Clear Sky Science · en
Evaluation of the level of responsibility in pedestrian crashes using machine learning algorithms
Why this matters for everyday walkers and drivers
Crossing the street or driving through town feels routine, but when a crash happens, lives can change in an instant—followed by painful questions about who is to blame. This study looks at pedestrian crashes in one Spanish city and asks whether modern computer tools can help police and judges sort out responsibility more fairly and consistently, using patterns hidden in real accident data.
Turning tragic crashes into useful data
The researchers gathered detailed information from 510 real-world accidents in Badajoz, Spain, all of which had gone through full legal proceedings. For each crash, they recorded how responsibility was ultimately shared between driver and pedestrian using five categories: from crashes where the driver was fully responsible, to those where blame was shared equally. Alongside this, they coded 14 simple yes-or-no facts about each case, grouped into four areas: human behavior (such as alcohol, drugs, attention, reaction time), technology (vehicle inspection and pedestrian clothing visibility), street environment (location and lighting), and rules of the road (license status, speed, and mobile phone use).

Teaching computers to recognize blame patterns
With this dataset, the team tested several machine learning methods—computer programs that learn patterns from examples.

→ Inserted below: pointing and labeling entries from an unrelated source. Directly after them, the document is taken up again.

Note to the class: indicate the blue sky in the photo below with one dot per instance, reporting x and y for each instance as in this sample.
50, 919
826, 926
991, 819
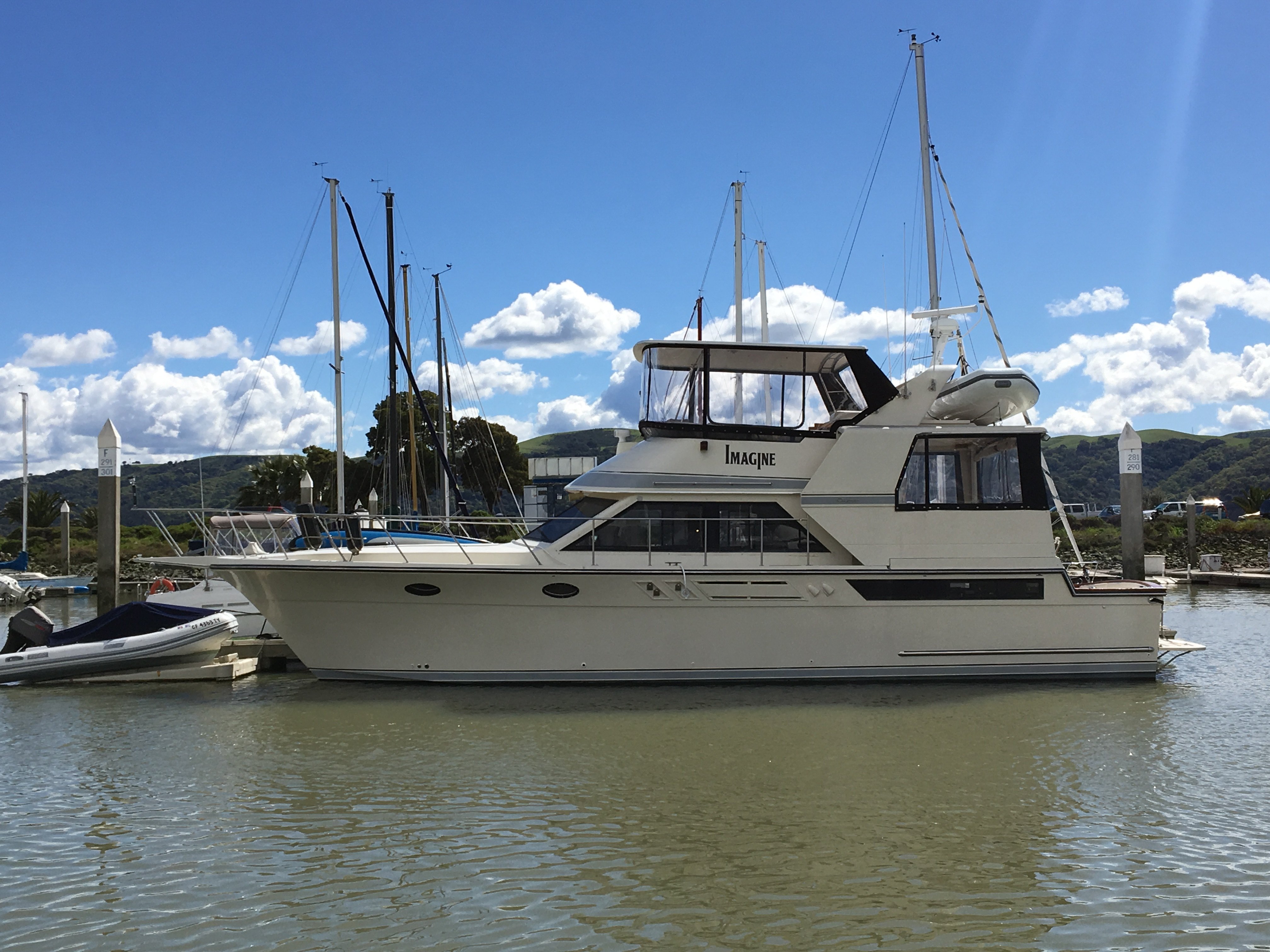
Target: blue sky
161, 178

They compared well-known approaches and focused on three that worked best for this task: decision trees, Naïve Bayes, and support vector machines. Each model was trained on 60% of the crashes and then challenged to predict responsibility categories for the remaining 40%. To avoid the models simply “memorizing” the data, the researchers used cross-validation techniques and carefully balanced the less common categories, such as cases where responsibility was exactly 50–50.
Cleaning up the signals before asking the computer
More information is not always better. The team first checked whether any of the 14 variables essentially repeated the same story. They found that alcohol and drug use for both drivers and pedestrians were strongly overlapping pairs. Keeping only one variable from each pair reduced the list to 12 distinct factors. Models trained on this cleaner set of inputs actually performed better: removing redundant information reduced noise and helped the algorithms make clearer distinctions between different responsibility levels.

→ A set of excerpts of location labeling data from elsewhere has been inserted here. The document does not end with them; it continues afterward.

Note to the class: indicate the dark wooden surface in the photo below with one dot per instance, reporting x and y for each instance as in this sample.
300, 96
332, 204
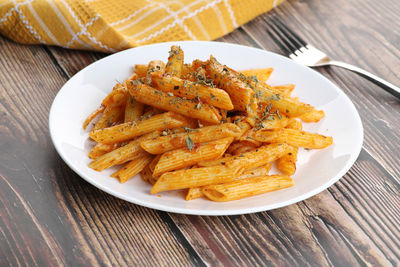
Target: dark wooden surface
50, 216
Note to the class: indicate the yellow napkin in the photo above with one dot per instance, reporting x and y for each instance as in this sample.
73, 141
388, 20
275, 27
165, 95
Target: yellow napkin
112, 25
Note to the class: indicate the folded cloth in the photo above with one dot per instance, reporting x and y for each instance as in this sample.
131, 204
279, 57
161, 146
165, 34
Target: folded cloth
114, 25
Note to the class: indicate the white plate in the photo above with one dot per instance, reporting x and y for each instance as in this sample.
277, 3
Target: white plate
316, 171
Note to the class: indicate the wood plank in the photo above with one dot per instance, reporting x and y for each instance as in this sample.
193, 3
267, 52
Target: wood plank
50, 216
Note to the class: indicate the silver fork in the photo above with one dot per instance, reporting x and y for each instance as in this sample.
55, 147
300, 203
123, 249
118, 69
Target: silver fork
298, 50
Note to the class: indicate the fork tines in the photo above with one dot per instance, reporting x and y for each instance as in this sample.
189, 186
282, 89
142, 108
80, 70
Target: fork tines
288, 40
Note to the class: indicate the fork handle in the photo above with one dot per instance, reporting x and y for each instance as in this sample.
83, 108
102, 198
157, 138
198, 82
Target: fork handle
387, 86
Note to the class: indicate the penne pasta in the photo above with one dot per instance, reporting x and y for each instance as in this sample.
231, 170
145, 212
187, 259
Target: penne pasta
129, 130
125, 153
133, 110
110, 116
132, 168
195, 177
287, 163
192, 90
203, 127
313, 116
284, 89
101, 149
93, 115
241, 95
246, 187
190, 108
252, 159
196, 192
184, 157
293, 137
117, 97
262, 75
259, 171
153, 163
169, 142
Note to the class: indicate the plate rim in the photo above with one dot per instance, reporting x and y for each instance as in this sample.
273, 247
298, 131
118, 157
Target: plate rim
238, 211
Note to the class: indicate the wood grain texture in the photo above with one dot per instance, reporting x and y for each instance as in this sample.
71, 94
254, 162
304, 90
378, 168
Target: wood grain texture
50, 216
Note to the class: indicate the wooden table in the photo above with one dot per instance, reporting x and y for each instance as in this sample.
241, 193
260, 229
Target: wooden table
51, 216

Which model won, and which factors really matter
Across many tests, the decision tree model came out on top. It achieved about 78% overall accuracy with the reduced 12-variable set and was faster and lighter on computing resources than the other methods. Decision trees have another advantage: they naturally show which pieces of information weigh most heavily in the final decision. In this study, by far the most influential factor—nearly half of the decision weight—was whether the driver had a valid license. Next in importance were where the pedestrian was located (especially whether they were at or near a crosswalk), whether the driver was under the influence of alcohol or drugs, and whether the driver was distracted by a mobile phone. Pedestrian distractions, clothing visibility, and lighting also played roles, but to a lesser extent.

From courtroom help to safer streets
Some situations remained hard for the algorithms to judge, especially rare cases where responsibility was exactly shared between driver and pedestrian. The authors argue that such borderline situations should still be carefully reviewed by human experts. Even so, the tools they developed can support judges and traffic police by providing an objective, data-driven “second opinion,” highlighting when patterns match past rulings and freeing professionals to focus on the most complex cases. Just as importantly, the findings point to clear priorities for prevention: enforcing licensing rules, cracking down on drunk or drugged driving, limiting phone use behind the wheel, and protecting pedestrians at crossings. In everyday terms, the study shows that both smarter computers and safer behavior can help decide responsibility more fairly—and reduce the number of people who end up in these tragic situations at all.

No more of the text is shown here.